Forum Discussion

Itegral's avatar
Itegral
Level 6
8 years ago

Office 365 with on-premise Enterprise Vault

What options are available to run Office 365 with on-premise EV 11 (running mailbox and journal archiving)?

Q1 - For example, while in the process of mailbox migration to O365, what would I need to have in place to ensure that "migrated users" still have access to the on-premise EV?

Q2 - What migration approach should I take, other than using 3rd party tools (commercial hit)?

7 Replies

  • A few ideas..

     

    a/ Assuming you can go hybrid to Office 365, why not keep the mailbox on premise, and create a personal archive / secondary mailbox in Office 365 itself

    b/ You could then use 3rd party tools (eg ArchiveShuttle)  to migrate all the EV archive data to the personal archive, and independently move the mailbox.
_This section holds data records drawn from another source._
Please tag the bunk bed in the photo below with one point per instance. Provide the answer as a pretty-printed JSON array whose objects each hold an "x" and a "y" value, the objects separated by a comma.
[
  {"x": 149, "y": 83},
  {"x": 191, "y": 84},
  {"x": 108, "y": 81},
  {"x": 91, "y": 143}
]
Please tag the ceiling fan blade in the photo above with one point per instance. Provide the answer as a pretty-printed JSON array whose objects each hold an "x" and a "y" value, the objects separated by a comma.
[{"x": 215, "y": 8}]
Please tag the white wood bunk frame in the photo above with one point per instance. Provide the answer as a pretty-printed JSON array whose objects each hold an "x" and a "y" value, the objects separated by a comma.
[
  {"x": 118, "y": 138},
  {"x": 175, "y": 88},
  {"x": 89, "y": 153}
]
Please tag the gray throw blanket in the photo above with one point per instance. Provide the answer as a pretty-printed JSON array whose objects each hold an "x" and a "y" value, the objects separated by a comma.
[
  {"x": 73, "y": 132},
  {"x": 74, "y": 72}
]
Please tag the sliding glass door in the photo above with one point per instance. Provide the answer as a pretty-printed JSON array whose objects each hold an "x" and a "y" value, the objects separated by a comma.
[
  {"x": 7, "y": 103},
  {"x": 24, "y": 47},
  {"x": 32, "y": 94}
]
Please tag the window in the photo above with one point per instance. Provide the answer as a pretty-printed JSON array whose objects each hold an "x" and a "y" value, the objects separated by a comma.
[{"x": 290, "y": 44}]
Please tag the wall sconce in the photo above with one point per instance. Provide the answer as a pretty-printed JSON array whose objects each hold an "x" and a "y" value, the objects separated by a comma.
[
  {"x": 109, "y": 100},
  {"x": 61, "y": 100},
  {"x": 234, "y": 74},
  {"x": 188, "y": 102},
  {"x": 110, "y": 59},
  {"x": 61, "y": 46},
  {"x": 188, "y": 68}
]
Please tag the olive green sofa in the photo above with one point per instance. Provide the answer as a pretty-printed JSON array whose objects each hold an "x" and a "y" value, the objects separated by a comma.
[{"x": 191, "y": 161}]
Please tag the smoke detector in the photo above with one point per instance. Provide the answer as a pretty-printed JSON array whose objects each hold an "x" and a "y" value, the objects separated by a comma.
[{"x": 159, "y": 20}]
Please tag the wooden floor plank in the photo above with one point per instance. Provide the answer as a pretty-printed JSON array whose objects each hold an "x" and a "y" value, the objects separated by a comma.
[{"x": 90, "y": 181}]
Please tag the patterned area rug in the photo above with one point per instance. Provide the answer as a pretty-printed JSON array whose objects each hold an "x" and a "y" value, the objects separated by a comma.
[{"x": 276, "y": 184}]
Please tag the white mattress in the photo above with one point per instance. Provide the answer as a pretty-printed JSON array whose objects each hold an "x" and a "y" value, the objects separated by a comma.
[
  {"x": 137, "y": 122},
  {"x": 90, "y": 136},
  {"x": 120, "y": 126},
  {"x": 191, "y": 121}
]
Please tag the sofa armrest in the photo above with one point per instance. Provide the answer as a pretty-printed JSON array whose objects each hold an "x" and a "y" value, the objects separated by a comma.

    c/ You could export the EV archive back to the mailbox, and setup inbox rules to move everything to the secondary mailbox whilst on premise.. the migrate the whole lot to Office 365

    d/ The underlying issue is that as far as I know, once you have the mailbox in Office 365, you *might* be able to access to the EV archived content, via the shortcuts etc, but little else will work. I don't think you can export the archive using native tools, to the mailbox, nor can you use things like Virtual Vault.

     

    In the end if you don't want to use 3rd party tools, you'll have to migrate everything out of EV before you move to Office 365

      • Rob_Wilcox1's avatar
        Rob_Wilcox1
        Level 6

        I believe you can configure an O365 tenant to forward email (ie journal) to an on-premise system, eg Enterprise Vault.

         

        For existing journal data, end-users don't access that.  So you can:

         

        a/ Keep EV, and use it to do queries against journal

        b/ Migrate it all to Office 365, and put it on Legal Hold

        c/ Export the whole lot to PST, or some other format

        d/ Export it to some format, and import it into a different cloud provider, like Global Relay

         

        ArchiveShuttle, for example, has a very slick process for doing the second option, using just a few temporary Office 365 licenses, and splitting over multiple mailboxes.